As the COVID-19 pandemic continues, people around the world are waiting for effective treatments and vaccines. To develop them, scientists will need to understand fundamental aspects of the biology of SARS-CoV-2, the virus that causes COVID-19. Peter McPherson’s lab at The Neuro is using its expertise in cell biology to investigate one important part of the story – how the virus enters human cells.
All viruses work by infecting host cells with their genetic material. In the case of SARS-CoV-2, it uses ribonucleic acid (RNA), which once introduced into the cell, hijacks the cell machinery, forcing the cell to make new copies of the virus.

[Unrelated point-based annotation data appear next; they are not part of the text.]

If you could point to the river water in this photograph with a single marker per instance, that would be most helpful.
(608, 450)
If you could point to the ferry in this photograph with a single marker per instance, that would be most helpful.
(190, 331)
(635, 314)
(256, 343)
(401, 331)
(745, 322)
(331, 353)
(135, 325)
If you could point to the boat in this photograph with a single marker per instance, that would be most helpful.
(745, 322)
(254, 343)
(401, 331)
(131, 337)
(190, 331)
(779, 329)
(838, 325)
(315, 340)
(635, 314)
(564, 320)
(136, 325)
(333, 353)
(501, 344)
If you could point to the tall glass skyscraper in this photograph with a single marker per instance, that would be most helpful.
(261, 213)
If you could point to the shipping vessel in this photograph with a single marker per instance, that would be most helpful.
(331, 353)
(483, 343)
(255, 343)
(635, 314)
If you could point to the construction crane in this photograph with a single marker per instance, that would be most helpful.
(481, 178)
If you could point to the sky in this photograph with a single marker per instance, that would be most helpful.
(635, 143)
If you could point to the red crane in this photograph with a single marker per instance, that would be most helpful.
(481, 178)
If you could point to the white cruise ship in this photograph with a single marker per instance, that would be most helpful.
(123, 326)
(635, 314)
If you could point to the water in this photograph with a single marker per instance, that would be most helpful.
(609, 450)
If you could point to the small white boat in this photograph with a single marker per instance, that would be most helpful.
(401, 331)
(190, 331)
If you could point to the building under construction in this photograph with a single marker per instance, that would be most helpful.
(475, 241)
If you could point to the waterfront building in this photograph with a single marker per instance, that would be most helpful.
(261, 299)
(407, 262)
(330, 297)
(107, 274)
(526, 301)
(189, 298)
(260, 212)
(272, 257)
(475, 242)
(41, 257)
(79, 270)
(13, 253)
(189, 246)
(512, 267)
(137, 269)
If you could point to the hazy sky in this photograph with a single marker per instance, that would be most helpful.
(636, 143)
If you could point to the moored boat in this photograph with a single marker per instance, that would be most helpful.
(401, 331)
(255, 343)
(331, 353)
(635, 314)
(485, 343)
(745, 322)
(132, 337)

The way SARS-CoV-2 implants its RNA into cells remains unclear, but there are two main theories. The first is that the lipid membrane of the virus fuses with the plasma membrane on the surface of the cell, allowing transfer of its RNA into the cell. The second is that the entire virus particle enters the cell as a whole before transferring its RNA, a process called endocytosis.
McPherson and three of his research colleagues are testing the second theory, and their experience working on the cell biology of neurological disease gives them a head start. They have studied endocytosis in numerous disorders, including Parkinson’s disease (PD). In PD patients, a misfolded version of the protein alpha-synuclein enters neurons much like a virus. Once inside the cell, the alpha-synuclein particles accumulate to form toxic clumps that cause damage. Understanding how misfolded alpha-synuclein enters neurons is key to stopping spread of the disease.
When the pandemic began, McPherson started to build and accumulate the reagents – or ingredients –needed to study COVID-19 and began researching the virus.
“Endocytosis is something I’ve been researching since I was a postdoctoral fellow,” he says. “It doesn’t matter if it’s a virus or otherwise. The mechanism is the same. The underlying biological process is very similar to other endocytic mechanisms we have studied for the past 25 years.”
If they find SARS-CoV-2 uses endocytosis to enter cells, they will test six Federal Drug Administration-approved drugs to see if they block endocytosis. Each of the six drugs have already been shown to influence endocytic mechanisms.
“We all need to contribute to this fight as we are best equipped,” said McPherson. “Like everyone, I was sequestered at home thinking perhaps I should volunteer in some way when I thought, ‘why not do what I do best.’ If we can show SARS-CoV-2 uses an endocytic mechanism it can open up new paths to drug screening. We all must do our part.”
The study's preprint is now available on Biorxiv.